Now I share all this because I can think of very, very few people who lived their life like this, who lived in such a way so that by the time they came to the end of it could slip into eternity without a whole lot of “fixing” having to be done. Grandpa was already very forgiving, already truthful, already loving everyone regardless, he was already living this God-honoring, selfless life.
Maybe it was partly because grandpa didn’t really have an earthly father around like he needed that made him depend on his heavenly Father, but the older he got, I was amazed how Grandpa got sweeter and sweeter, more kind, more selfless.
I look at my own life and know that I am so far from living the life of heaven here on earth in so many ways, but I have a lot of hope because Grandpa—while certainly not perfect—provided such a great example of this kind of self-sacrificial love.

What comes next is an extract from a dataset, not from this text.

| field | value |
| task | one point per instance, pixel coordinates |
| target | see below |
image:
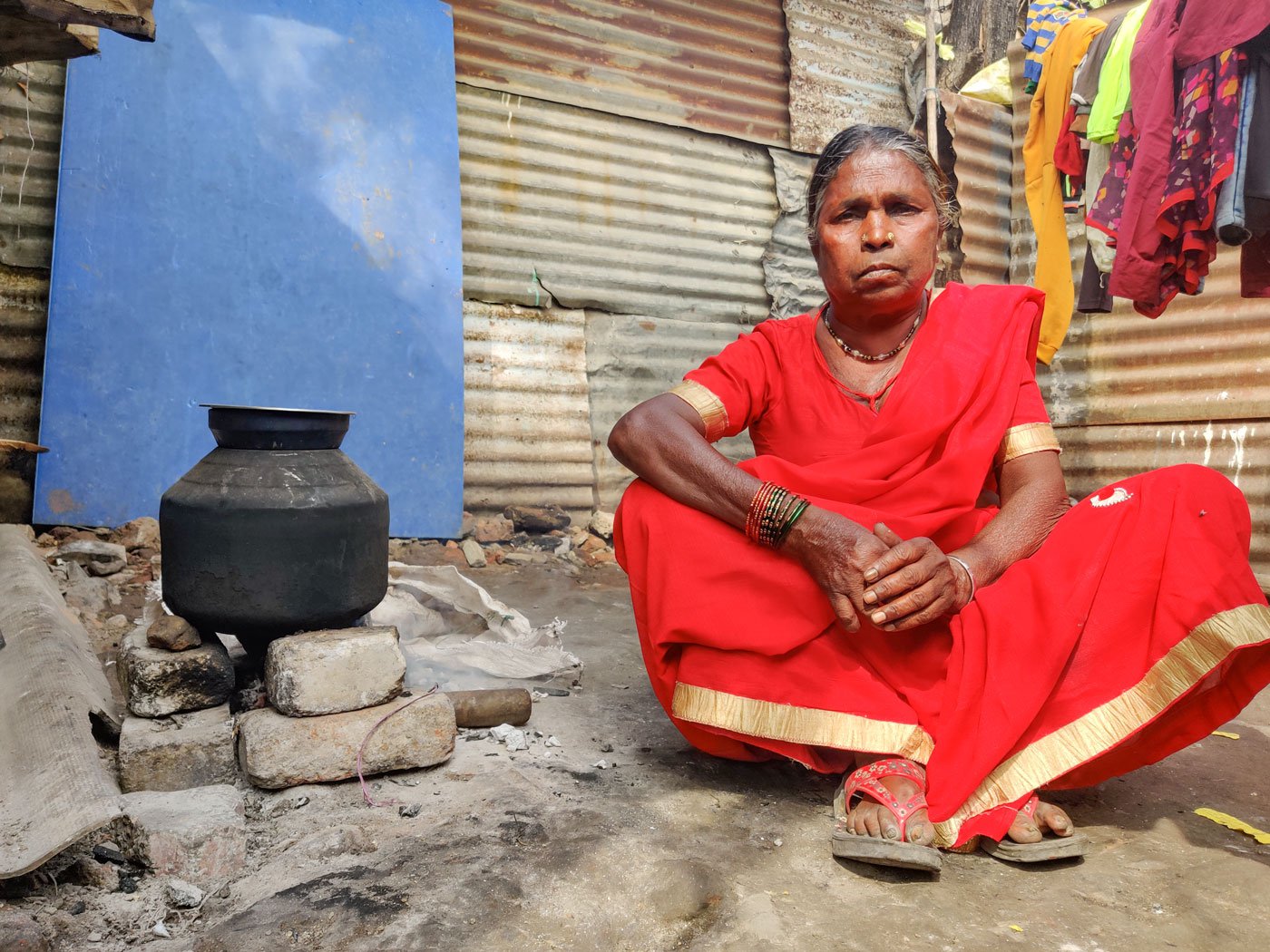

Grandpa loved the Lord, and his life is a witness to the power and grace of God as he allowed him to form and transform him into the man of faith he had become. When I want to feel good about myself, I remember I'm his grandson and I imagine myself to be a lot like him. I hope I turn out that way.
You know, this also explains some of the sadness I continue to feel this morning—because while it’s heaven’s gain, I know we have lost a little bit of heaven here with us. He often said, “You know, I won’t be around much longer,” as a way of teasing us. We knew that he was going be right one of these days, but I’m so glad he was with us for so long."